Hydro-rich systems with favourable emission profiles therefore show broadly positive renewable investment outlooks because they combine low operating costs with access to EU markets without CBAM penalties. Coal-heavy systems face a more complex transition where renewables offer a pathway to reducing carbon exposure but existing generation mix, regulatory conditions and infrastructure constraints may slow change. Investors must weigh long-term decarbonisation benefits against short-term risks tied to regulatory uncertainty and market fragmentation pressures.

Grid integration becomes a decisive variable for bankability

Beyond pricing and compliance exposure, physical delivery constraints are emerging as an additional determinant of whether renewable investment value can be realised. In Q1 2026, divergence between commercial schedules and physical flows highlighted operational challenges for transmission system operators managing complex flow patterns. Congestion risks, loop flows and mismatches between scheduled and actual flows point to the need for enhanced grid infrastructure and coordination across borders. Without such improvements, integrating new renewable capacity could be constrained even when carbon-adjusted trading incentives look favourable.

This operational reality feeds into contract structures used to secure financing for renewable projects. Power purchase agreements that provide revenue certainty must now account for how carbon pricing affects cross-border trade outcomes. Contracts assuming stable price convergence between markets may require re-evaluation if persistent price spreads coincide with regulatory costs tied to CBAM dynamics. As complexity rises in contract negotiation, risk premiums may increase, affecting the cost of capital for new projects.
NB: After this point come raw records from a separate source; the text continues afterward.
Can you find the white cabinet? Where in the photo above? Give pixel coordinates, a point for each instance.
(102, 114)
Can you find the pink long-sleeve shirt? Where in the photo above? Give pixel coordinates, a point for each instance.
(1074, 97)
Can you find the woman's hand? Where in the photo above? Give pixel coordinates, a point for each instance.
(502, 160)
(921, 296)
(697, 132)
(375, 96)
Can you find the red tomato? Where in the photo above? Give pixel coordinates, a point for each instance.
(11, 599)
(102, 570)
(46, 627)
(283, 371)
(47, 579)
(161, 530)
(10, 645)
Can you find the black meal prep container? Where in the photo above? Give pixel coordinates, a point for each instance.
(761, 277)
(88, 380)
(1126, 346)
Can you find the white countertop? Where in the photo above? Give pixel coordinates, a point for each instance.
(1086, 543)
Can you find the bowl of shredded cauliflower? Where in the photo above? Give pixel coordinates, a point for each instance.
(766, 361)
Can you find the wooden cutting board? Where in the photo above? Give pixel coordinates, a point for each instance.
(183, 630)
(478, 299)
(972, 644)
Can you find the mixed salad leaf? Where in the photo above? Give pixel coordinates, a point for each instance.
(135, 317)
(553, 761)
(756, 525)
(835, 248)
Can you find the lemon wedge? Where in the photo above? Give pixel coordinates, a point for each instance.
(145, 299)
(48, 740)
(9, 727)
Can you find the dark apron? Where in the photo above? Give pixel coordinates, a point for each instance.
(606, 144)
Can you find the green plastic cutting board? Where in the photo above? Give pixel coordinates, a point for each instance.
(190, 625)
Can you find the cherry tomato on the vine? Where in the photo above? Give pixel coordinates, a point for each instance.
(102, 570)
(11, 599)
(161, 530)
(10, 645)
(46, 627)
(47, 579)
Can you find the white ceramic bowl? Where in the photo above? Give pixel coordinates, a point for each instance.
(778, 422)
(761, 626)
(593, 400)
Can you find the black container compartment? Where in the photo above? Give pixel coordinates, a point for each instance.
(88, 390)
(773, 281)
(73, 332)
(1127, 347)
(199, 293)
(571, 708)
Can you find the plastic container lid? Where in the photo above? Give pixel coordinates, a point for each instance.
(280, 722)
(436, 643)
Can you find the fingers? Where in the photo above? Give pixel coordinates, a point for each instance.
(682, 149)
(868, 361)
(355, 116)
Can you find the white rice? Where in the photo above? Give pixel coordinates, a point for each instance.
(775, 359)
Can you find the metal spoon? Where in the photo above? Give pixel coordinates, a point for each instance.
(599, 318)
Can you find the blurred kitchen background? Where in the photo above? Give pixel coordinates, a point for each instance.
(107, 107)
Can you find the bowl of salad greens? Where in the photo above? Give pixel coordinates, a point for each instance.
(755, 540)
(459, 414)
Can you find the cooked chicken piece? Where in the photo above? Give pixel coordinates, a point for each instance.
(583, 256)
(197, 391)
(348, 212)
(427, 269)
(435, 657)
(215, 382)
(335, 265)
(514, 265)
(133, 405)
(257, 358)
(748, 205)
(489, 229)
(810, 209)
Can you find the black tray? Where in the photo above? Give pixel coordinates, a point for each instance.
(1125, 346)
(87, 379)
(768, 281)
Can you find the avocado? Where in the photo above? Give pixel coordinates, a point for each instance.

EU ETS volatility adds further uncertainty to CBAM-linked decisions

The interaction between CBAM implementation choices and EU ETS price movements adds another layer of financial sensitivity for exporters outside the EU ETS system. As carbon prices fluctuate, the cost of exporting electricity from non-EU systems varies accordingly, changing revenue projections for both existing assets and planned investments. In Q1 2026 specifically, declines in EU ETS prices introduced volatility into CBAM costs, underscoring how returns depend on carbon market dynamics rather than electricity prices alone. Investors therefore need to incorporate carbon price scenarios into financial models when evaluating project viability.

Analytical synthesis: acceleration versus fragmentation depends on alignment

The evidence from Q1 2026 points to a spectrum rather than a binary outcome for Southeast Europe’s energy transition under CBAM’s definitive phase. Carbon intensity is becoming a central determinant of competitiveness: hydro-linked systems can capture value through improved export activity without CBAM charges, while coal-heavy systems face eroded cross-border economics due to €70–86/MWh carbon costs on imports from coal-intensive systems. At the same time, grid constraints and evolving market integration risks—amplified by congestion patterns and schedule-flow mismatches—can limit whether renewable acceleration translates into scalable investment returns.

Looking ahead, policy responses that improve alignment of carbon pricing mechanisms between the EU and Western Balkans could reduce asymmetries driving divergence. Regulatory adjustments that support more accurate emissions representation—such as plant-level reporting—could mitigate distortions introduced by default emission factors tied to compliance processes. Continued grid infrastructure investment and market coupling initiatives would also be critical to preserving integration benefits that underpin efficient capital allocation across borders.